Action Recovery: Specialized Care for Brain Injury at New Vitae
New Vitae’s Action Recovery Brain Injury Program exists because brain injury requires specialized, structured, and neurologically informed intervention. Action Recovery provides residential habilitation and neurocognitive structured day services designed to support personal growth and functional skill development.
The program brings together a multidisciplinary team — including medical providers, psychologists, cognitive therapists, certified brain injury specialists, rehabilitation support specialists, behavior specialists, and licensed clinicians — who work collaboratively to support individual recovery. This integrated approach fosters continuity of care and ensures that treatment remains coordinated, practical, and aligned with real-world functioning.
Action Recovery’s Neurocognitive Structured Day Program addresses daily living skills, money management, vocational and volunteer opportunities, social skills development, sensory activities, and compensatory strategy training. Organized daily activities help strengthen the skills needed for community integration and support the development of cognitive and vocational abilities over time.

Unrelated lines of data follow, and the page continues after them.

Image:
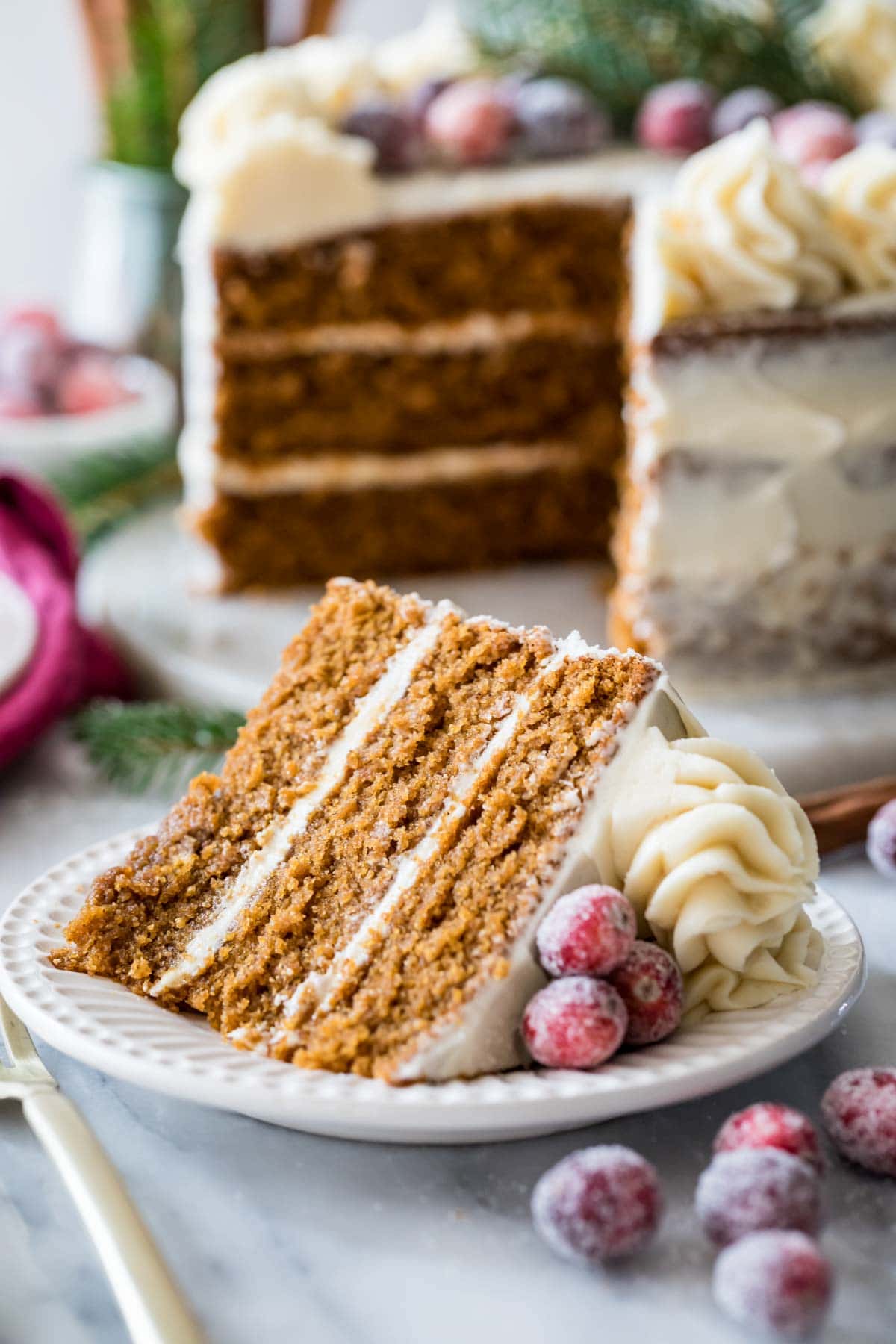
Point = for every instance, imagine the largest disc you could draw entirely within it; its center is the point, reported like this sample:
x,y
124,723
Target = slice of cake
x,y
759,517
391,371
361,889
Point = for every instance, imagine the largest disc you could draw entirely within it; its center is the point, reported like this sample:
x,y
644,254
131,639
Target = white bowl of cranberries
x,y
60,396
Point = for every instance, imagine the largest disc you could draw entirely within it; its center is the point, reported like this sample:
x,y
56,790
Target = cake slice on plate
x,y
361,887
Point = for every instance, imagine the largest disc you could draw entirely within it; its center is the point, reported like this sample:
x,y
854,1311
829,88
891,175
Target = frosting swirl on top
x,y
719,862
741,230
862,198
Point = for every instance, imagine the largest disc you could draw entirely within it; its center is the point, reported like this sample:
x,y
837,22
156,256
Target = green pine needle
x,y
153,745
102,490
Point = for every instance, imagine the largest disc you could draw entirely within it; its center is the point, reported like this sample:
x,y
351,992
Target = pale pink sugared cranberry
x,y
813,131
755,1189
774,1281
574,1023
588,933
859,1110
770,1124
470,121
882,840
649,984
598,1204
676,117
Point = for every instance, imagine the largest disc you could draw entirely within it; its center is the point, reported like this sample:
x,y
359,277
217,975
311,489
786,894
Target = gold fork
x,y
149,1301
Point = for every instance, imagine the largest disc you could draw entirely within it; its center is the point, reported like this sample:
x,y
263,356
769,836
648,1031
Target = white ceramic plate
x,y
195,645
132,1038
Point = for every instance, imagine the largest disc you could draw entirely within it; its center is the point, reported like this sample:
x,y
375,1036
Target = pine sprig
x,y
153,745
102,490
621,49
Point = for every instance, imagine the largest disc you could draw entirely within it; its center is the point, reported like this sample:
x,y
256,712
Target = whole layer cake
x,y
361,887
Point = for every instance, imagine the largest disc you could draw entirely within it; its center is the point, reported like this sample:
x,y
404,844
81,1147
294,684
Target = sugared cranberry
x,y
18,405
742,107
754,1189
813,131
649,984
774,1281
770,1124
470,121
588,933
574,1023
598,1204
676,117
859,1110
556,117
90,383
390,128
882,839
876,128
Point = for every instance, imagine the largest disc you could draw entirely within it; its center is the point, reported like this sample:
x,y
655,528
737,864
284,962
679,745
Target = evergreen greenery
x,y
101,490
152,745
622,47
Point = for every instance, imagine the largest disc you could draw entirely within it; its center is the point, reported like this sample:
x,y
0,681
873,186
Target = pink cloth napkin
x,y
69,663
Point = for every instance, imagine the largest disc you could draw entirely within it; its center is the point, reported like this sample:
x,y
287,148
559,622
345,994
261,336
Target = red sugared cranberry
x,y
18,406
742,107
649,984
859,1110
754,1189
774,1281
390,129
876,128
470,121
676,117
882,839
556,117
598,1204
89,385
770,1124
813,131
574,1023
588,933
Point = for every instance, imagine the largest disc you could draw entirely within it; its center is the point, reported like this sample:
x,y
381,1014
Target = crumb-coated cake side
x,y
361,887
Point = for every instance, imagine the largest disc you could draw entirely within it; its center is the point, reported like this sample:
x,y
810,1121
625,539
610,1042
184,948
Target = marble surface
x,y
282,1236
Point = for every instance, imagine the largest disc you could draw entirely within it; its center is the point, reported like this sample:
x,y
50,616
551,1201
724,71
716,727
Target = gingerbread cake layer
x,y
535,257
759,515
487,517
519,390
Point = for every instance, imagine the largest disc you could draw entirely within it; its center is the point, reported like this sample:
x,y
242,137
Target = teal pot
x,y
125,290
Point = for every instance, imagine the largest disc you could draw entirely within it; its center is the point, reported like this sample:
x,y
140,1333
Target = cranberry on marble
x,y
676,117
812,131
755,1189
775,1281
470,121
882,839
770,1124
742,107
649,984
556,117
588,932
876,128
574,1023
600,1203
390,128
859,1110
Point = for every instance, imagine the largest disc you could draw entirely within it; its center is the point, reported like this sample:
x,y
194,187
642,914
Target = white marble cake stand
x,y
104,1026
140,586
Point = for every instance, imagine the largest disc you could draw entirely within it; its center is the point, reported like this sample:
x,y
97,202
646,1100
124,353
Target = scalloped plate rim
x,y
60,1007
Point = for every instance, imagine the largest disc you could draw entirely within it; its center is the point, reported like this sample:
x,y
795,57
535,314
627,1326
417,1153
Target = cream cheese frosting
x,y
860,190
719,862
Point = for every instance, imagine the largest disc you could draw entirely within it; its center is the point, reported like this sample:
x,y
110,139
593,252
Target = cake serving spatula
x,y
149,1301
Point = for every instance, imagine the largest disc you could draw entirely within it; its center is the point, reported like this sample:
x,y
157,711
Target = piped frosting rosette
x,y
719,862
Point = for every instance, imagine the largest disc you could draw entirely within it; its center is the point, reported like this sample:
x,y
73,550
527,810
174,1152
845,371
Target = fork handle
x,y
149,1301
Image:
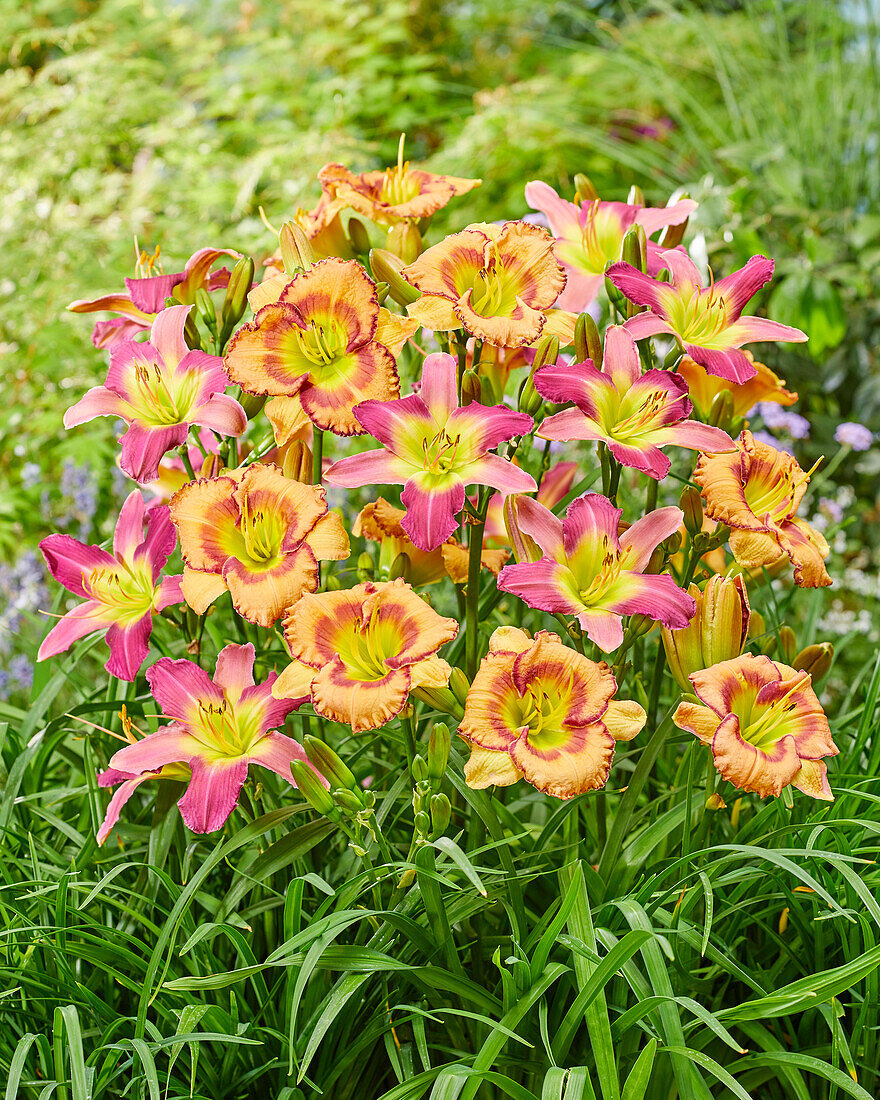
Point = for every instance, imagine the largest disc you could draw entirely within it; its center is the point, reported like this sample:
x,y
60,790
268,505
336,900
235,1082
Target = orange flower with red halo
x,y
358,653
496,282
763,724
756,491
259,536
542,712
323,338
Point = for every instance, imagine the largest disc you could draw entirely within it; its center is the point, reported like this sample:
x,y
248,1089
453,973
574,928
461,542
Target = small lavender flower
x,y
854,435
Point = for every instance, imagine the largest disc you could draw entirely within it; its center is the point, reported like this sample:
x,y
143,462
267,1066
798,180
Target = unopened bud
x,y
587,343
297,253
816,660
404,240
386,267
471,388
311,788
584,191
691,504
359,237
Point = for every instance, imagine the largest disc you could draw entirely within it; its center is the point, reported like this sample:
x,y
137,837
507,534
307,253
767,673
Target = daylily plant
x,y
756,491
161,388
218,728
259,536
591,572
634,414
321,336
122,590
539,711
590,237
144,296
705,320
435,448
496,282
763,725
358,653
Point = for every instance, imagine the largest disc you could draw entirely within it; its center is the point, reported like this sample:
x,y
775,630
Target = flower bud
x,y
691,504
471,388
297,461
584,191
438,750
359,237
816,660
404,240
587,342
716,633
311,788
386,267
297,253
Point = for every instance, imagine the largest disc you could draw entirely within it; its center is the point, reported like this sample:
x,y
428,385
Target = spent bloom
x,y
433,449
359,652
763,725
160,388
635,414
757,491
590,237
218,728
496,282
259,536
706,320
590,571
121,590
539,711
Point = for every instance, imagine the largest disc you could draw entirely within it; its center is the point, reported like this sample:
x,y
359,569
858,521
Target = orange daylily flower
x,y
320,336
257,535
497,282
393,195
756,491
704,387
358,653
381,523
541,712
763,724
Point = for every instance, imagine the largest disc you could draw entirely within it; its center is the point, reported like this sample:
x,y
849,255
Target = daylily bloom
x,y
706,320
160,388
591,235
382,523
435,448
592,573
122,590
635,414
218,727
257,535
358,653
497,282
756,491
763,724
716,633
393,195
144,297
704,387
539,711
321,336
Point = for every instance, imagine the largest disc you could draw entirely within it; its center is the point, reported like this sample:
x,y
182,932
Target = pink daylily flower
x,y
160,388
706,320
591,572
635,414
591,235
219,727
122,590
433,449
143,298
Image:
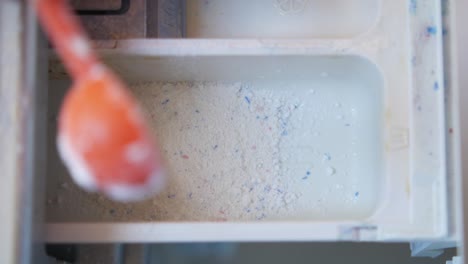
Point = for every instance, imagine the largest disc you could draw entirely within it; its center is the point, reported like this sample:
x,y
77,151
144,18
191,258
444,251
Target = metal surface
x,y
459,78
124,7
22,130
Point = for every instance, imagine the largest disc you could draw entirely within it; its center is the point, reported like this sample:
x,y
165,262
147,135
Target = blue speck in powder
x,y
431,30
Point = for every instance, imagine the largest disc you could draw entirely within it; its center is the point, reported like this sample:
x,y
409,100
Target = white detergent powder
x,y
242,151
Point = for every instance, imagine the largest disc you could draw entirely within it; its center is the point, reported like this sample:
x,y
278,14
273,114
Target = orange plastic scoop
x,y
102,135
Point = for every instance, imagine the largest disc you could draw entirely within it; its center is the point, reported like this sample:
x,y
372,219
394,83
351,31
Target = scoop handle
x,y
67,35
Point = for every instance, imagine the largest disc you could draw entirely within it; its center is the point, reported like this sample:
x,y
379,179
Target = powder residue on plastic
x,y
236,152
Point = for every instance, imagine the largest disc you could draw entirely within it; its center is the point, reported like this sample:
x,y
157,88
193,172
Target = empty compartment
x,y
280,18
246,138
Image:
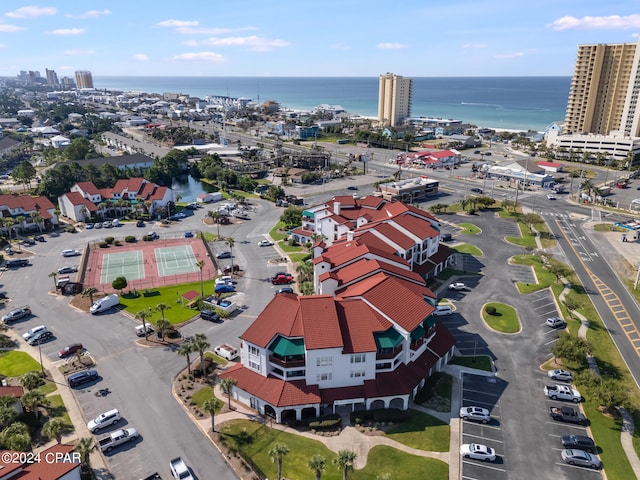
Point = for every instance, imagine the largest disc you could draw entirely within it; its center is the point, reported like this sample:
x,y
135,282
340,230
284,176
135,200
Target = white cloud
x,y
6,28
90,14
32,12
66,31
391,46
252,42
178,23
200,57
509,55
594,23
73,53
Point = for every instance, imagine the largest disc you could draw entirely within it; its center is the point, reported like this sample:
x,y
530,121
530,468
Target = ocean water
x,y
523,103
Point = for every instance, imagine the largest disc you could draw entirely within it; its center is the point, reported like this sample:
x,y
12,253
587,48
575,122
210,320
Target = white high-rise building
x,y
394,99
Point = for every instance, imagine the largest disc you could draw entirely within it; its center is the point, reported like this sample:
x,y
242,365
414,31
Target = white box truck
x,y
105,303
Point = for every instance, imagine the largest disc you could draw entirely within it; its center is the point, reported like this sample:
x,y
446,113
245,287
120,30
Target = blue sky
x,y
414,38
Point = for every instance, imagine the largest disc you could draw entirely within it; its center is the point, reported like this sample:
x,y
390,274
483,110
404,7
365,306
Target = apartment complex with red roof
x,y
29,213
85,200
369,337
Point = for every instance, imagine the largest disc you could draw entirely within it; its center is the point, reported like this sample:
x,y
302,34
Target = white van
x,y
443,310
105,303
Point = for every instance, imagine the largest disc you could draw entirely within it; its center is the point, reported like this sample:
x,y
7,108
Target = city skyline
x,y
461,38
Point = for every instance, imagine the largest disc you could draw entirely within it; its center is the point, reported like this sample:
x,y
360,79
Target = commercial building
x,y
394,99
83,79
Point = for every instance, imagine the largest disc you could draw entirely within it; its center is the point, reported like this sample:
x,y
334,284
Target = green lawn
x,y
469,228
505,319
422,431
170,296
15,363
468,249
255,440
481,362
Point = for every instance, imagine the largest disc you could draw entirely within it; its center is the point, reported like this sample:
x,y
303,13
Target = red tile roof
x,y
273,390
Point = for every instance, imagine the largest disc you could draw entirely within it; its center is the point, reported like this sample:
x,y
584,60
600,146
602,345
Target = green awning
x,y
288,347
430,322
418,332
389,339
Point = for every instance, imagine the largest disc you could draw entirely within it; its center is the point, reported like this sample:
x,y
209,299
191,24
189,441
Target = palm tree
x,y
317,464
230,241
200,264
54,428
143,315
345,461
200,344
185,350
85,446
54,275
226,386
34,399
89,292
277,454
31,380
162,326
210,406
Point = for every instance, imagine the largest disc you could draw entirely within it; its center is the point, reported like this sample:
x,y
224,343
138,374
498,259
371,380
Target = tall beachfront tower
x,y
394,99
84,79
604,90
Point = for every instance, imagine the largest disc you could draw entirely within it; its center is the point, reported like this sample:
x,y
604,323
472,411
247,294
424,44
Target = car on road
x,y
67,269
556,322
80,378
210,316
70,350
16,314
477,451
580,442
560,374
581,458
40,337
284,290
103,420
477,414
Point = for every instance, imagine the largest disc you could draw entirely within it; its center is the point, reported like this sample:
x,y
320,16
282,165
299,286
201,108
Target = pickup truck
x,y
562,392
116,438
568,415
179,469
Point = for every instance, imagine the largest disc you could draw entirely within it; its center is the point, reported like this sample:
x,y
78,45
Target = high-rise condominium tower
x,y
84,79
604,90
394,99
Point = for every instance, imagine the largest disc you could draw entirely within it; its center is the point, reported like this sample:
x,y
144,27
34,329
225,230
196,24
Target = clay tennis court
x,y
148,264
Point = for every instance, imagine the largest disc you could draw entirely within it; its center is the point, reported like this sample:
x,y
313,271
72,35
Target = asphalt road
x,y
140,378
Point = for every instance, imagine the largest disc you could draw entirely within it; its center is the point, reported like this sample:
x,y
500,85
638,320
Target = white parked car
x,y
559,374
478,414
477,451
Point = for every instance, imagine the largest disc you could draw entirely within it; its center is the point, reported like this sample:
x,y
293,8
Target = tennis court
x,y
175,260
122,264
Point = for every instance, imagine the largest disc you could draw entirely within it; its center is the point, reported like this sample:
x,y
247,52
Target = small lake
x,y
189,188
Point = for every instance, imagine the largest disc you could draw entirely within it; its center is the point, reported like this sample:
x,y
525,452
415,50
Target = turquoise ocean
x,y
521,103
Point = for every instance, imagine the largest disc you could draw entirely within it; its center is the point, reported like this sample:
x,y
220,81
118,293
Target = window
x,y
324,361
357,358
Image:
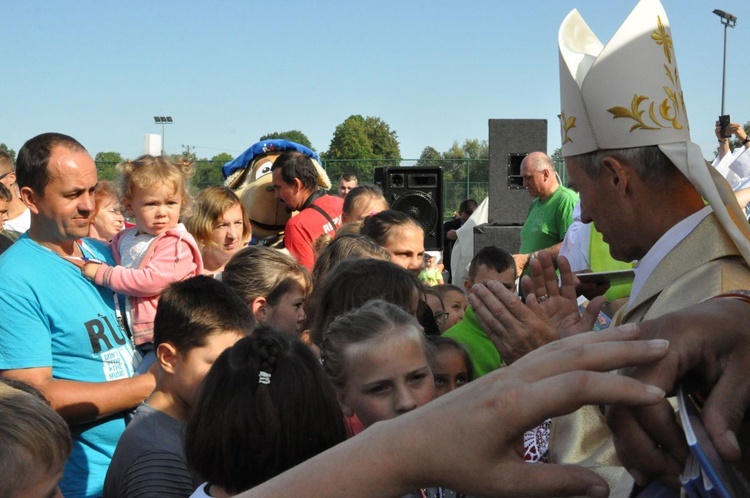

Action Recovery’s Residential Habilitation component emphasizes quality of life, safety, and cohesion within a communal living environment while building independence in household tasks, daily routines, and community participation.
Recovery Is Possible
A brain injury does not erase the possibility of meaningful recovery. With structured support, intentional skill development, patience, and high expectations rooted in understanding rather than assumption, individuals can rebuild existing abilities, develop new ones, strengthen independence, and move toward their personal goals.
Brain Injury Awareness Month is an opportunity to deepen our shared understanding of who we serve and why the work we do matters. The more clearly we see the people in front of us — neurologically, clinically, and humanly — the better equipped we are to support their recovery.